Ouço no rádio do carro as declarações de Passos Coelho de ontem à noite. Não evitei pensar no que Robert Michels escreveu em Turim, na longínqua Primavera de 1910: “O certo é que o exercício do poder modifica traços essenciais do carácter daquele que o exerce. Alphonse Daudet, que é um excelente conhecedor de pessoas, diz com extrema propriedade: «Bien vite, s’il s’agit de l’affreuse politique, nos qualités tournent au pire; l’enthousiasme devient hypocrisie; l’éloquence, faconde et boniment ; le scepticisme léger, escroquerie : l’amour de ce qui brille, fureur du lucre et du luxe à tout prix ; la sociabilité, le besoin de plaire se font lâcheté, faiblesse et palinodie». Sem dúvida que nessas circunstâncias o factor da personalidade reclama todos os seus direitos. Diferentes personalidades individuais reagem de maneira diversa às mesmas circunstâncias.

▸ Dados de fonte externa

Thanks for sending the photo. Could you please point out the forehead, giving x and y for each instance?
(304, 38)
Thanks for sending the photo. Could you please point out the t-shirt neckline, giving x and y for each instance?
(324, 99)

Tal como as raparigas atravessam certas situações eróticas insidiosas, que são mais ou menos idênticas, saindo delas umas com a mesma pureza, outras como semivirgens e outras ainda caídas na desgraça, segundo o grau de excitabilidade sensual que nelas exista e o tipo de educação moral que hajam recebido, também nos dirigentes partidários, perante as inúmeras situações tentadoras que a vida do partido proporciona, se manifestam de modo muito diferenciado as qualidades de liderança, enquanto qualidades adquiridas e não imanentes. (…) logo que a social-democracia italiana efectuou a sua viragem para uma política de aproximação ao governo, (…), começaram a levantar-se por toda a parte vozes queixando-se do nível cada vez mais baixo dos dirigentes e, em especial, da entrada de muitos novos elementos que apenas pretendiam usar o partido como escada de acesso para se porem às costas do bezerro de ouro da administração pública”.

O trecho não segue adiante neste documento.